We must give life to the Constitution
Over the past few weeks, the region has been shaken by the deaths of a number of activists and liberation heroes. Namibian Andimba Toivo ya Toivo, former president of Botswana Quett Ketumile Joni Masire and South Africa’s Lord Joel Joffe and Kesval “Kay” Moonsamy, and more recently Ntate Johnny Mekoa and Mme Emma Mashinini. They were all part of a generation of liberation stalwarts, serving their countries and people with distinction and dedication despite the gravest of odds. These deaths bring into sharp relief the closing of a chapter in Africa’s history.
As we move from the post-colonial and apartheid state we know that the liberation of our region from the yokes of poverty, inequality, racism and exclusion will come from a new generation. This new generation will stretch across the continent and be comprised of a vast range of actors, from grassroots activists to socially conscious businesspeople and forward-thinking politicians to daring journalists.
Like the generation before, the new generation of activists will also struggle against difficult odds. One such activist who paid the highest price was journalist Suna Venter. Threats, harassment, intimidation and attempted murder ultimately led to a heart condition and Venter’s death. She was an example of a principled and courageous activist. Her passing should encourage new forms of activism in response to the growing threats in our country.
In 1996, former president Nelson Mandela spoke at the Cape Town Press Club’s 21st anniversary and noted: “The media fraternity is more than just a critical observer of history in the making. At least in our young democracy, it contributes not merely by being a watchdog. It is a builder; it is an active participant.”
Madiba knew the importance of the press and that despite the problems in terms of transformation and reporting, “South Africa should put the freedom of its press and media at the top of its priorities as a democracy. None of our irritations with the perceived inadequacies of the media should ever allow us to suggest even faintly that the independence of the press could be compromised or coerced. A bad free press is preferable to a technically good subservient press,” he stated in 2002.
Madiba’s words should guide us as we move into particularly turbulent times. Democracy is built on institutions, values and agencies that must be protected, cultivated and transformed, yet too often we use minor criticisms to write off important aspects required to build our democracy. Our goal should be to transform institutions without delegitimising and destroying them in the process.
A critical part of our democracy that is either perceived as the last bulwark of the country or gatekeeper of privilege is the Constitution. Following our board retreat last month, the Nelson Mandela Foundation, aware of the critiques of the Constitution, was mandated to underlie our work with a sense of “constitutionalism”. For the board, the Constitution needs to be given life through our actions and our ways of being and the underlying values of the Constitution should be regarded as beyond reproach. Thus, while we may argue about the particulars of the Constitution, the elevation of justice, freedom, equality and dignity should be the foundation on which we build our country.

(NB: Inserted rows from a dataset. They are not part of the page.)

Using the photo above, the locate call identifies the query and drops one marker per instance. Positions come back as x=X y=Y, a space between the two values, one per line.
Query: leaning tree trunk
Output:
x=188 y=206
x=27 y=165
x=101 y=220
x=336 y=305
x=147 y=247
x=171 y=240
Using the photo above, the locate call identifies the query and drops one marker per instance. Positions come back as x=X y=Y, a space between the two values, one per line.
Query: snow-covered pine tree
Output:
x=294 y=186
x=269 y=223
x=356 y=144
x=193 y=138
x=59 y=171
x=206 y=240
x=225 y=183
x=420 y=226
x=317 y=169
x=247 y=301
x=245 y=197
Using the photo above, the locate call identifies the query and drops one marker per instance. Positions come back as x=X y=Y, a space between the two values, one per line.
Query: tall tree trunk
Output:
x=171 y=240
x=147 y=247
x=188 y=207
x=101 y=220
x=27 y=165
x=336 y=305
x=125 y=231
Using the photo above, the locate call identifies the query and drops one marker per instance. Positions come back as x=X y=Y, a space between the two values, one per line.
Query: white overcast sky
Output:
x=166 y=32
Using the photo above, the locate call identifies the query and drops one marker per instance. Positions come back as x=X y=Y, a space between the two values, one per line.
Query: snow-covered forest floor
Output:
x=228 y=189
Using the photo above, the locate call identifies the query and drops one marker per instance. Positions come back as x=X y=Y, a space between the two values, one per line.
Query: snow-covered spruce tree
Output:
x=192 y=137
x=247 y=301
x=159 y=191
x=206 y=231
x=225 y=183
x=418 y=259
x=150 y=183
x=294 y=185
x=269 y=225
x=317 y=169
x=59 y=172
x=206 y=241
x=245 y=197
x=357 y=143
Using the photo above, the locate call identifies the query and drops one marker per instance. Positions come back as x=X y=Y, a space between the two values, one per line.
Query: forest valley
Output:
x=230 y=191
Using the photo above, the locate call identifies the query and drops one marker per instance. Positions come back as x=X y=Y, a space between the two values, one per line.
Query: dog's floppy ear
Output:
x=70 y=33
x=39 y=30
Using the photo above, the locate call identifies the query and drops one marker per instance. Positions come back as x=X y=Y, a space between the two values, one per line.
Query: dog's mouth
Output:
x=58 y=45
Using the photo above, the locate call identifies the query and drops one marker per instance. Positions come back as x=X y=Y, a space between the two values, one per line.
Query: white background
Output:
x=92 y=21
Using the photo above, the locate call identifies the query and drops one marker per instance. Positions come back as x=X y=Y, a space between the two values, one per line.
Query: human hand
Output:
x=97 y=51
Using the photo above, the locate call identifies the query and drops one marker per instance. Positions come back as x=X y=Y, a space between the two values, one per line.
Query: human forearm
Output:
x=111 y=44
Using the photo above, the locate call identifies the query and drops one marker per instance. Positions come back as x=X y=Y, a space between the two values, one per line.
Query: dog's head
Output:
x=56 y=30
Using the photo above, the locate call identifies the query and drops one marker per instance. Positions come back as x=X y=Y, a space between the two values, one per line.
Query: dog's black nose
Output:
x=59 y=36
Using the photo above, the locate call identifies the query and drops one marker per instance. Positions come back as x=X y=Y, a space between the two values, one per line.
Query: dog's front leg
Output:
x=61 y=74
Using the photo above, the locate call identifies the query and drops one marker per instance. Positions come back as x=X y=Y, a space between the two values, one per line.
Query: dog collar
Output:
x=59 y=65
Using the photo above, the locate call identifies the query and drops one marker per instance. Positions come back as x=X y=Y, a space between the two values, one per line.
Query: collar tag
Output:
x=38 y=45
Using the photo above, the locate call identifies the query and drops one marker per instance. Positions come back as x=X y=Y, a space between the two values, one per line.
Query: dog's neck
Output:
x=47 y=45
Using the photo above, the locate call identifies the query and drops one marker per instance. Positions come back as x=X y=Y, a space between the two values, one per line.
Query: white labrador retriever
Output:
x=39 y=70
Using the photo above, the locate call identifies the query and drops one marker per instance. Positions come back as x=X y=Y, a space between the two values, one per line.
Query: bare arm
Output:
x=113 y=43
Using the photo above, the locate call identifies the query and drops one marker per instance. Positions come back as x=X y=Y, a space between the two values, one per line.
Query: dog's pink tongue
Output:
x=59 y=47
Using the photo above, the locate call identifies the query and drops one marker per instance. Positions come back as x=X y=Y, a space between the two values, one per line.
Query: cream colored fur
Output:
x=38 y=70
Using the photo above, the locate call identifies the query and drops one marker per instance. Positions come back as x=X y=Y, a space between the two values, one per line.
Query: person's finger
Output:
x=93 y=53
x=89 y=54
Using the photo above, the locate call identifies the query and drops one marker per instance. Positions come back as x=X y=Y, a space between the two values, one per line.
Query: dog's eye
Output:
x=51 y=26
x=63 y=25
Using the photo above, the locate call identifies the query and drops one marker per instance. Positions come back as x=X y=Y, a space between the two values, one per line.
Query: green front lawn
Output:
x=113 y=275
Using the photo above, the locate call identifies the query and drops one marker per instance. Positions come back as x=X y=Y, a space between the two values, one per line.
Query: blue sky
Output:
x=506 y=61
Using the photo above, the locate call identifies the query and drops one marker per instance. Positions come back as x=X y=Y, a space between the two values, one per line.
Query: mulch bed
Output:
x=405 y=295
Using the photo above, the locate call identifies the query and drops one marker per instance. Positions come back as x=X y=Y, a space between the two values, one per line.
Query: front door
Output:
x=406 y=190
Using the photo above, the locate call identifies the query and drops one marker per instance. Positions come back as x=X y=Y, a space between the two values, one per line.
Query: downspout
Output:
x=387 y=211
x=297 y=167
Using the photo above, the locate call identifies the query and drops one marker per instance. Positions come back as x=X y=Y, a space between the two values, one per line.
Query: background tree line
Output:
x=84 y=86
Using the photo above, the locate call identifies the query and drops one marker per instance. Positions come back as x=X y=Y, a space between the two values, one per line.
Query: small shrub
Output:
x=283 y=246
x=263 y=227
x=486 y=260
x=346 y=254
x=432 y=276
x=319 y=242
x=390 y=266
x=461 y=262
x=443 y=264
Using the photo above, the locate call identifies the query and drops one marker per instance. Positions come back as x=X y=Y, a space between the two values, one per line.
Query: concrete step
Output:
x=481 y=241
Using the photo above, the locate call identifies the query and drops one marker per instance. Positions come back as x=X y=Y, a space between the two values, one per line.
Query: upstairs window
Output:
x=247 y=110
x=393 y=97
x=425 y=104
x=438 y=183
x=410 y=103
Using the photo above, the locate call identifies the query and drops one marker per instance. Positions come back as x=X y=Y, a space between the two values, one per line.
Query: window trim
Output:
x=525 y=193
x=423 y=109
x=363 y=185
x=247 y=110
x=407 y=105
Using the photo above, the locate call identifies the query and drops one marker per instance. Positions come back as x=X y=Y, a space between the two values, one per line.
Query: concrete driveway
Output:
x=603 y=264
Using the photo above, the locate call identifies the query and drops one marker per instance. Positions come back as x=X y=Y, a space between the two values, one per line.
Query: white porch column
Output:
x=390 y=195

A nation will always be in flux and will always require constant renegotiation, dialogue and compromise, but these fundamental values should be entrenched into the social norms of the country. A failure to recognise this will ultimately lead to the failure of the creation of a South African nation and real citizenship. Instead, as we have seen, a rise in political polarisation, marginalisation, anomie and alienation has become normalised.
I recently had the privilege of travelling to Argentina, a country with its own tormented history. In my interactions with many Argentinians I was able to reflect on the contradictions of our country. On the one hand, I was able to see the love and admiration that many have for South Africa and that in the imagination of many across the world, South Africa represents some of the universal ideals of justice, reconciliation and freedom; while on the other hand, I noted how we have degraded ourselves and have continually dropped the bar with regard to what we find acceptable, and I was unable to justify many actions and the route our country seems to be taking.
If we are to live the Constitution and give it life, if we are to heal the wounds of the past and build a society built on dignity and freedom, we must consider that many institutions, even those that we may consider problematic, must be protected and transformed. This should not be done through slashing and burning but rather through dialogue and conscious engagement with an acceptance of social justice as an underlying condition.
The price of their demise or weakening and of working towards values that are not aspirational but based on hatred will be a price too high to pay and an insult to the memories of the liberation heroes before us.